Sam checked his water bowl, still plenty there, but his food dish was empty. She hadn’t been in her apartment since being kidnapped. The first thing she had said to Howard when she woke in the hospital that morning was, “Morrison must be starving.” Howard came over the weekend and had been here again this morning, but Morrison had eaten every morsel.

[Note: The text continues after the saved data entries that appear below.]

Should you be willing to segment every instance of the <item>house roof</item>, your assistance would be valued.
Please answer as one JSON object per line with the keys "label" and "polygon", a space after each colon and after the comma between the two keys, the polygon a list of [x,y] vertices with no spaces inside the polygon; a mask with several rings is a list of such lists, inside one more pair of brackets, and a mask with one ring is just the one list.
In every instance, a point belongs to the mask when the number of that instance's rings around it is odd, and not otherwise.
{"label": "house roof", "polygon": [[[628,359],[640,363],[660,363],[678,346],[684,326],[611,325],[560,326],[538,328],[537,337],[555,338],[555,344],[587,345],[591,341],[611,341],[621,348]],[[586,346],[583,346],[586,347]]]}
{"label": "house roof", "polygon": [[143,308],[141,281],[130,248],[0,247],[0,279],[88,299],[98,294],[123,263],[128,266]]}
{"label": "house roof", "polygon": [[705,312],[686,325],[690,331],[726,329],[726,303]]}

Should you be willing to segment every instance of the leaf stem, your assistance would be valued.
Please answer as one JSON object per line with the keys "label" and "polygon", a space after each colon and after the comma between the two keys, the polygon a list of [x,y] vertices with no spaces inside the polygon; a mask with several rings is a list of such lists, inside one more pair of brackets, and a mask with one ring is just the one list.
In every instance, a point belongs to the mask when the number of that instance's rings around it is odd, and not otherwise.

She retrieved a can of cat food from the cabinet. Morrison pressed himself in and around her legs, meowing with excitement as she prepared his dinner. With Morrison eating, Sam went to her bedroom and changed into blue jeans and a faded blue and green flannel shirt. She kept Robin’s favorite brown Izod sweater hanging on the doorknob to her closet. She picked it up, closed her eyes and held it to her face. Robin’s scent was fading now that Sam had been wearing it so much, but still of hint of her sister’s sweet fragrance lingered.

She headed toward the bathroom and flicked on the light. She hesitated a moment before looking in the mirror. When she did, she saw that her blue eyes looked as flat as a gray November day. The dark circles beneath them reminded her of how little she slept at night. She rubbed at the circles as if that would make them disappear. She leaned a little closer turning her head this way and that. She had been trying to ignore the tiny traces of laugh lines starting to form around her eyes, but try as she might, they were there looking back at her. She felt every bit of her thirty-two years. Her blonde hair would be ash now had she not kept it colored. It had been that way since April was born.

She had lost none of the weight she had gained since her divorce. It showed beneath her chin, a constant reminder. She pressed firmly a couple of times using the back of her hand, but it didn’t help. Sam remembered her promise to Robin shortly before her death that she would start getting in shape after the first of the year. It was her New Year’s Resolution. Robin was determined to help her lose weight. Sam knew that even if she had half her sister’s determination, she’d be able to shed these extra pounds. She splashed water on her face and brushed her teeth without looking at herself again in the mirror.

Morrison was cleaning his paws happily when Sam returned to the kitchen. She scooped him into her arms and went to the big chair in the living room, trying to ignore the pangs of loneliness that had set in the moment she walked into her apartment.

She looked around the room, feeling empty, feeling the room beginning to close in
around her. She had been here just over a year, but had never done much to make the place her home.